Feature Transform Clustering Method Number of segments Scale Mean Accuracy
Color K-Means 3 0.5 0.7960
Color K-Means 5 0.5 0.7511
Color K-Means 3 0.25 0.7868
Color-Position K-Means 3 0.5 0.7744
Color-Position K-Means 5 0.5 0.7767
Color-Position K-Means 3 0.25 0.7645
Color-Position K-Means 1 0.5 0.3561

Observe your results carefully and try to answer the following question:

  1. Based on your quantitative experiments, how do each of the segmentation parameters affect the quality of the final foreground-background segmentation?
  2. Are some images simply more difficult to segment correctly than others?
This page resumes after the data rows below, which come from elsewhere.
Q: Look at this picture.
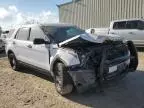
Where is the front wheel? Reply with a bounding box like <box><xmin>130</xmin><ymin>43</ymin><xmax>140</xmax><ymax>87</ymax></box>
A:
<box><xmin>54</xmin><ymin>63</ymin><xmax>74</xmax><ymax>96</ymax></box>
<box><xmin>8</xmin><ymin>53</ymin><xmax>19</xmax><ymax>71</ymax></box>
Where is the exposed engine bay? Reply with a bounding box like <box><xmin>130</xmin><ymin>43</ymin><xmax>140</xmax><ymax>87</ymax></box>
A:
<box><xmin>63</xmin><ymin>41</ymin><xmax>137</xmax><ymax>92</ymax></box>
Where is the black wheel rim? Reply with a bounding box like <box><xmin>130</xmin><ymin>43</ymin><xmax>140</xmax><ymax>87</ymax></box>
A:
<box><xmin>55</xmin><ymin>66</ymin><xmax>63</xmax><ymax>92</ymax></box>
If so, what are the qualities of these images that cause the segmentation algorithms to perform poorly?
  3. Also feel free to point out or discuss any other interesting observations that you made.

Write your analysis in the cell below.

Your answer here:

  1. From my quantitative experiments, a smaller scale decreases the quality of the final foreground-background segmentation, a larger num_segments increases this. Using color features vs color-position features doesn't seem to make much of a difference.
  2. Some images seem more difficult to segment correctly. Images with a cat that is a similar color to items in the background have trouble being segmented correctly, or a cat with multiple colors.